** Virtual Machine Monitors **

Years ago, IBM sold mainframes to large organizations, and a problem arose:
what if the organization wanted to run different operating systems on the
machine? (some applications were developed on one OS, and some on others, and
thus the problem) As a solution, IBM introduce yet another level of
indirection in the form of a *virtual machine monitor*, or *VMM* or just
*monitor* for short. 

  --------    --------             --------
  | App1 |    | App2 |             | App3 |
  --------------------             --------------------
  | Operating System |             | Operating System |
  -----------------------------------------------------
  |             Virtual Machine Monitor               |
  -----------------------------------------------------

       [FIGURE: VMM UNDER TWO OPERATING SYSTEMS]

Specifically, the monitor sits between one or more operating systems and the
hardware and gives the illusion to each running OS that it controls the
machine. Behind the scenes, however, the monitor actually is in control of the
hardware, and must multiplex running OSes across the physical resources of the
machine. Indeed, the VMM serves as an operating system for operating systems,
but at a much lower level; the OS must still think it is interacting with the
physical hardware. Thus, *transparency* is a major goal of VMMs.

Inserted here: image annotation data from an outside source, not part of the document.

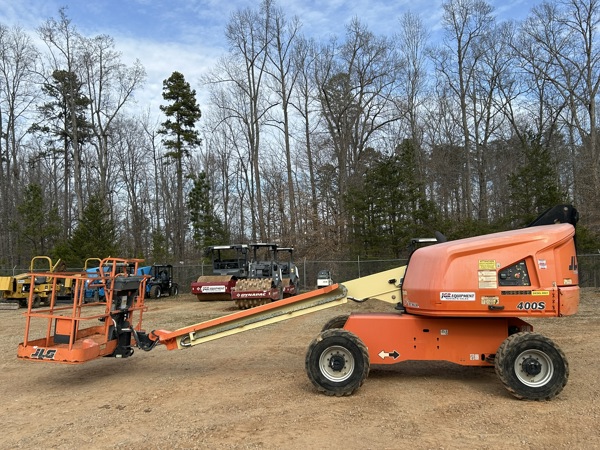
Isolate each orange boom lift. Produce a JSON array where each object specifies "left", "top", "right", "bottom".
[{"left": 17, "top": 205, "right": 579, "bottom": 400}]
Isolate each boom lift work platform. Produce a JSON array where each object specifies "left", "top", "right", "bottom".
[{"left": 17, "top": 206, "right": 579, "bottom": 400}]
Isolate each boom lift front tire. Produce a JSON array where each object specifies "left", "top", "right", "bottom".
[
  {"left": 494, "top": 332, "right": 569, "bottom": 400},
  {"left": 305, "top": 328, "right": 369, "bottom": 397}
]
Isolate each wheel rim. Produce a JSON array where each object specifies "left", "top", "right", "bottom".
[
  {"left": 319, "top": 345, "right": 354, "bottom": 382},
  {"left": 514, "top": 350, "right": 554, "bottom": 387}
]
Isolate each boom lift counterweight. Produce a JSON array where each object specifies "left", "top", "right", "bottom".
[{"left": 17, "top": 205, "right": 579, "bottom": 400}]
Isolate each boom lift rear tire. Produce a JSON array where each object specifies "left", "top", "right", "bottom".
[
  {"left": 494, "top": 332, "right": 569, "bottom": 400},
  {"left": 305, "top": 328, "right": 369, "bottom": 397}
]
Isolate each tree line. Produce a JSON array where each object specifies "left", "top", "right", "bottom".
[{"left": 0, "top": 0, "right": 600, "bottom": 267}]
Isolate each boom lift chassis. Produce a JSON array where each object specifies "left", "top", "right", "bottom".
[{"left": 17, "top": 218, "right": 579, "bottom": 400}]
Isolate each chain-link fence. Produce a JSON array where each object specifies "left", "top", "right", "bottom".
[{"left": 0, "top": 254, "right": 600, "bottom": 293}]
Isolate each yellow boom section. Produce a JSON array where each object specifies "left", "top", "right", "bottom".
[{"left": 152, "top": 284, "right": 348, "bottom": 350}]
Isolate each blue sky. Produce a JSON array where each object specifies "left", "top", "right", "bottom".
[{"left": 0, "top": 0, "right": 538, "bottom": 116}]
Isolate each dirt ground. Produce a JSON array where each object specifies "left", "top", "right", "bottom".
[{"left": 0, "top": 290, "right": 600, "bottom": 450}]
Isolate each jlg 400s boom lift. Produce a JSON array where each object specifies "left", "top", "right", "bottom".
[{"left": 18, "top": 205, "right": 579, "bottom": 400}]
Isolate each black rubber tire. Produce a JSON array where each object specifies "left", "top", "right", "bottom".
[
  {"left": 149, "top": 284, "right": 160, "bottom": 298},
  {"left": 494, "top": 332, "right": 569, "bottom": 400},
  {"left": 305, "top": 328, "right": 369, "bottom": 397},
  {"left": 321, "top": 314, "right": 350, "bottom": 331}
]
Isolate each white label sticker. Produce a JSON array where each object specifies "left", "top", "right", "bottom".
[
  {"left": 200, "top": 286, "right": 225, "bottom": 294},
  {"left": 440, "top": 292, "right": 475, "bottom": 302}
]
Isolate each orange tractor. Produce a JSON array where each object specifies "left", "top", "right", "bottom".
[{"left": 17, "top": 205, "right": 579, "bottom": 400}]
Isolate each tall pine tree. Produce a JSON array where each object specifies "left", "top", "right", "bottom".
[
  {"left": 188, "top": 172, "right": 229, "bottom": 248},
  {"left": 159, "top": 72, "right": 202, "bottom": 261}
]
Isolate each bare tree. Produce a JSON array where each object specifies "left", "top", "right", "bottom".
[
  {"left": 80, "top": 35, "right": 146, "bottom": 197},
  {"left": 522, "top": 0, "right": 600, "bottom": 228},
  {"left": 0, "top": 25, "right": 39, "bottom": 259},
  {"left": 264, "top": 0, "right": 300, "bottom": 241},
  {"left": 434, "top": 0, "right": 493, "bottom": 218},
  {"left": 38, "top": 8, "right": 84, "bottom": 219},
  {"left": 315, "top": 19, "right": 400, "bottom": 243}
]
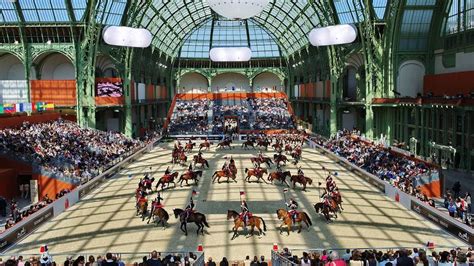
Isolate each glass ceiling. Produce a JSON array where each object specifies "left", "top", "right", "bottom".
[
  {"left": 0, "top": 0, "right": 456, "bottom": 58},
  {"left": 180, "top": 20, "right": 280, "bottom": 58}
]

Today, VMMs have become popular again for a multitude of reasons. Server
consolidation is one such reason. In many settings, people run services on
different machines which run different operating systems (or even OS
versions), and yet each machine is lightly utilized. In this case,
virtualization enables an administrator to *consolidate* multiple OSes onto
fewer hardware platforms, and thus lower costs and ease
administration. Virtualization has also become popular on desktops, as many
users wish to run one operating system (say Linux or Mac OS X) but still have
access to native applications on a different platform (say Windows). Thus, for
this and many other reasons, virtualization is back again and likely here to
stay. 

This resurgance began in the mid-to-late 1990's, and was led by a group of
researchers at Stanford headed by Professor Mendel Rosenblum. His group's work
on Disco [1], a VMM for the MIPS processor, was an early effort that revived
VMMs and eventually led that group to the founding of VMware [2], now a market
leader in virtualization technology. In this note, we will discus the primary
technology underlying Disco and through that window try to understand how
virtualization works.

[VIRTUALIZING THE CPU]

To run a *virtual machine* (e.g., an OS and its applications) on top of a
virtual machine monitor, the basic technique that is used is *direct
execution*. Thus, when we wish to "boot" a new OS on top of the VMM, we simply
jump to the address of the first instruction and let the OS begin running. It
is as simple as that.

Assume we are running on a single processor, and that we wish to multiplex
between two virtual machines, that is, between two OSes and their respective
applications. In a manner quite similar to an operating system switching
between running processes (a *context switch*), a virtual machine monitor must
perform a *machine switch* between running virtual machines. Thus, when
performing such a switch, the VMM must save the entire machine state of one OS
(including registers, PC, and unlike in a context switch, any privileged
hardware state), restore the machine state of the to-be-run VM, and then jump
to the PC of the to-be-run VM and thus complete the switch. Note that the
to-be-run VM's PC may be within the OS itself (i.e., the system was executing
a system call) or it may simply be within a process that is running on that OS
(i.e., a user-mode application).

We get into some slightly trickier issues when a running application or OS
tries to perform some kind of *privileged operation*. For example, on a system
with a software-managed TLB, the OS will use special privileged instructions
to update the TLB with a translation before restarting an instruction that
suffered a TLB miss. In a virtualized environment, the OS cannot be allowed to
perform privileged instructions, because then it controls the machine rather
than the VMM beneath it. Thus, the VMM must somehow intercept attempts to
perform privileged operations and thus retain control of the machine. 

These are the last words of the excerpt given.